I legit love this. They are both staring at their downfall.

The sterile aesthetics of the Empire are very well utilized in Andor. And we get more reflections here. On the right, it’s a literal one, and on the left, it’s a conceptual one. I also love the symmetry of Luthen and Partagaz choosing to take their own lives, and Kleya and Dedra being the reasons.

Dedra deserves prison. However, this parallel is also delicious because it shows that it doesn’t matter what you do—rebel, try to get away, or play along—fascism will crush you all.

The End

Neither Cassian nor the audience learns the fate of his sister, and that is a powerful choice that I approve of. Her loss motivates him.

Bail Organa (love of my life) gets to send Cassian on the mission that starts Rogue One and ultimately ends in the destruction of the Death Star and the beginning of the end of the Empire. He says he wants to die fighting. And because we know who he is, who his daughter is, and how important she is to the story, he is paralleled with Bix.

I’ve seen this ending called cliche, cheap, heteronormative/patriarchal, cutesy, “too much like fanfiction” (that one feels like a personal attack), and boring. I have not seen too many posts in favor of it. For myself, I kind of like it on a storytelling level. It gives Bix more of a reason to leave than “she was in the way of Cassian’s arc,” and I wanted that.
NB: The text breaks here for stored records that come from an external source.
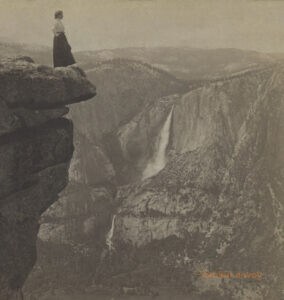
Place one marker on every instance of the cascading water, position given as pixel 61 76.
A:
pixel 158 161
pixel 109 235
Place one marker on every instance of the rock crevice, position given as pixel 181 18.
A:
pixel 36 146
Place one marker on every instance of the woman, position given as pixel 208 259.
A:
pixel 62 55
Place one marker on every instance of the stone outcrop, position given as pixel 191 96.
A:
pixel 217 205
pixel 36 145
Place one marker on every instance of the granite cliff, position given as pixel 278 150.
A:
pixel 36 145
pixel 188 182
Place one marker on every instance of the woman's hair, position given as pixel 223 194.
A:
pixel 58 13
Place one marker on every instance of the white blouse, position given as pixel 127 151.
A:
pixel 58 27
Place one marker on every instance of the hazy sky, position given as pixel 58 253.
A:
pixel 96 24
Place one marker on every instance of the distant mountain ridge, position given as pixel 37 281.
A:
pixel 183 62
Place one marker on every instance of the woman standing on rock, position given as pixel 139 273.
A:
pixel 62 55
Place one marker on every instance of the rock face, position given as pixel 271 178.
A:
pixel 218 203
pixel 36 145
pixel 216 206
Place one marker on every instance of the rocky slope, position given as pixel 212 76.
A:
pixel 36 145
pixel 218 203
pixel 212 200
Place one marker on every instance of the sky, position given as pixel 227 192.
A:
pixel 105 24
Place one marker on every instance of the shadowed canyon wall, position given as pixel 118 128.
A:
pixel 36 146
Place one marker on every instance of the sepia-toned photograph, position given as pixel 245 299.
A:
pixel 141 149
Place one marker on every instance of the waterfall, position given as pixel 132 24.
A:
pixel 158 161
pixel 109 235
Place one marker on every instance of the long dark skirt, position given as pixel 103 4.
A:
pixel 62 55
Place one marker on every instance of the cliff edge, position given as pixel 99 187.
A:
pixel 36 145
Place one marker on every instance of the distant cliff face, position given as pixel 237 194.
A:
pixel 36 145
pixel 218 203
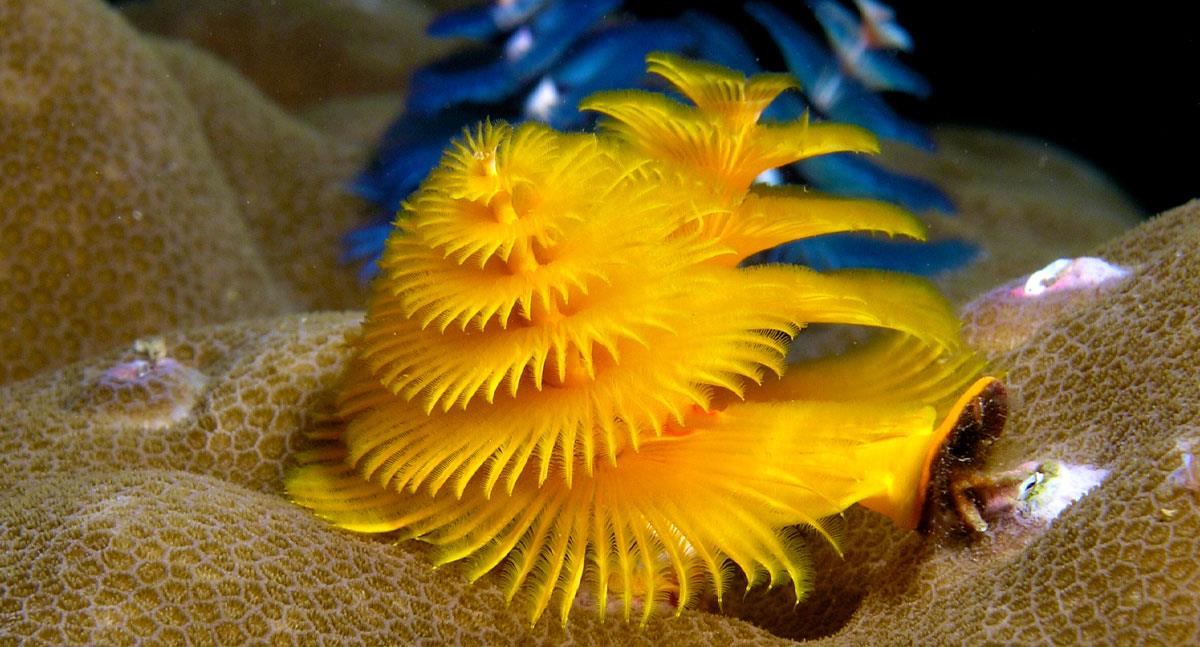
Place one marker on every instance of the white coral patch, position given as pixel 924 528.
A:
pixel 1066 274
pixel 1056 485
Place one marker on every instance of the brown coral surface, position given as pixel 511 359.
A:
pixel 300 52
pixel 113 213
pixel 99 549
pixel 289 179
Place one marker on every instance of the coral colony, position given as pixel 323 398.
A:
pixel 567 373
pixel 537 60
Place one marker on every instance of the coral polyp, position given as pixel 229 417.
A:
pixel 565 372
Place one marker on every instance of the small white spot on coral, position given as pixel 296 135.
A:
pixel 1055 485
pixel 543 100
pixel 1188 474
pixel 519 45
pixel 1067 274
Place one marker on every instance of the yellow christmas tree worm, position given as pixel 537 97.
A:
pixel 565 373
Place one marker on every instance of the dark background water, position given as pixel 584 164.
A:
pixel 1119 87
It’s a happier ending than this:

The baby represents hope, the way Luke and Leia do at the end of the prequels. So, I’m okay with it in terms of storytelling. However, I am not okay with it in terms of messaging.

I burn my decency for someone else’s future. I burn my life, to make a sunrise that I know I’ll never see.

‘You have to give up everything to win’ is a fine message as long as someone, somewhere, someday, wins. That is not what happens in this story. Based on everything else I have encountered in the Star Wars universe, Bix’s kid has a less than 10% chance of being raised by Bix to adulthood. In the galaxy far, far, away, no one is raised by their birth parent. In all the many hours of film and TV produced so far, Jacen Syndulla is the only one, and, as with Bix, Jacen is being raised by a single mother, and his father died unaware she was pregnant.

And the end thus far is Rey burying Anakin’s lightsaber in the sand beside a home abandoned to the sands because the family who lived there was murdered by the Empire.

Until TPTB fix that, I will be unsatisfied with any and every ending in a Star Wars media. And given the thesis of Andor, as verbalized by Luthen in that speech, this one feels particularly egregious.